Nifty hovering at 50DMA
MACD shows increased bullish momentum; RSI is near the bullish zone; Nifty closes above 20DMA for 2nd successive session; The 18034-57 zone will be crucial resistance for today
image for illustrative purpose
The equity benchmark indices continued their rally for the second day and came out of the budget day range. NSE Nifty regained 18,000 level. It closed at 18,015.86 with 86 points or 0.48 per cent gain. Barring Nifty FMCG and Pharma indices, all other sectors participated in the rally today. The FMCG declined by 0.39 per cent, and the Pharma lower by 0.10 per cent. The Nifty Realty and IT indices were the top gainers, with 1.30 per cent and 1.13 per cent, respectively. Other sector indices gained by 0.2 per cent to 0.98 per cent. The broader market breadth slightly improved to 1057 advances and 863 declines. About 149 stocks hit a new 52-week low, and 75 stocks traded in the lower circuit. Reliance, Adani Enterprises and Apollo Hospitals were the top trading counters today in terms of value.
The Nifty has successfully closed above the Budget day high after 13 sessions. It reached the sloping channel resistance line. It closed above the 20DMA for the second successive day. With the two days of positive bias, it was flattened from a downtrend. The strong bullish bar on the second day is has boosted the positive sentiments. Interestingly, the Nifty also closed above the 20-week average, which is positive for the trend. The index opened on a negative note and sharply up in the late afternoon. It reached near the 50DMA (18057).
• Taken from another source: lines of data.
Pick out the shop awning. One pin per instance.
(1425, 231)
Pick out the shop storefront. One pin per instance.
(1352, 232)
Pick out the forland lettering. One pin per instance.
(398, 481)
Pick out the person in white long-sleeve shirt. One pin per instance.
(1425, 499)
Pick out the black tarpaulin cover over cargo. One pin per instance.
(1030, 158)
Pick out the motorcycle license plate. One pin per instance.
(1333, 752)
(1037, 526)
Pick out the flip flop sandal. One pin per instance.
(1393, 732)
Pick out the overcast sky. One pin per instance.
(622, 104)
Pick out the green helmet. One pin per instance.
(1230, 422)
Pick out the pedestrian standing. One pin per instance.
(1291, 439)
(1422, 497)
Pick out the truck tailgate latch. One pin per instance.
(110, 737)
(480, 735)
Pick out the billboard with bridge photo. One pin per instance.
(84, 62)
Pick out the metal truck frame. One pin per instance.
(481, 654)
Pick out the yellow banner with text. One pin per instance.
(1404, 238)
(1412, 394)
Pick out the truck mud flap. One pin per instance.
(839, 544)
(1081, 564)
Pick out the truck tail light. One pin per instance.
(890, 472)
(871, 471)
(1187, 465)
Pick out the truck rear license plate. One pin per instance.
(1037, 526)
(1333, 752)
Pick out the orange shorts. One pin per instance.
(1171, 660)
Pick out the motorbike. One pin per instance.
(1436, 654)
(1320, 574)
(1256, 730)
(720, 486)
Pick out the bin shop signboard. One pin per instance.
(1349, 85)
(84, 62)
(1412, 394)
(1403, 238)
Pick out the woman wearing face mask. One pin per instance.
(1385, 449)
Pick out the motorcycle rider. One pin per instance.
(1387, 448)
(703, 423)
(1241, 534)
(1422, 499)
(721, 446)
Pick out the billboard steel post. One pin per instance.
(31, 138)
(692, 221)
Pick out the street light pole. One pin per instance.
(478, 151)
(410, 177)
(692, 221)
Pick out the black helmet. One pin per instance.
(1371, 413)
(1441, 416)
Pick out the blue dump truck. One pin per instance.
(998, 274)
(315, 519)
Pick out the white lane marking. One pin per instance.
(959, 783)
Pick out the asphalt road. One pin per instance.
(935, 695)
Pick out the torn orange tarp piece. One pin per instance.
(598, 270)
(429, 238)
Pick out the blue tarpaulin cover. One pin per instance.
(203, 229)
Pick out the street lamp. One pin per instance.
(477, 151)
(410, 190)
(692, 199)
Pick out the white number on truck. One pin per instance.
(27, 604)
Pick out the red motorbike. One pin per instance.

The 18034-57 zone will be crucial resistance for tomorrow. The MACD shows increased bullish momentum, and the RSI is near the bullish zone.
The concerns are broader market participation in the rally is still lower. More stocks are hitting 52-week lows, and more number stocks are trading in the lower circuit. The VIX further declined by 4.4 per cent to below 13 levels is a big worry now. As the weekly expiry is on the cards, wild and erratic price movement can be seen. Lower Nifty Futures volume is another worry. Open Interest is almost flat. The Nifty PCR increased to 1.26, which is a short-term negative. As the Nifty has registered a breakout of a range, be with a positive bias, and keep in mind the 50DMA resistance. Let us hope the market may test 18265 if it sustains above the 50DMA.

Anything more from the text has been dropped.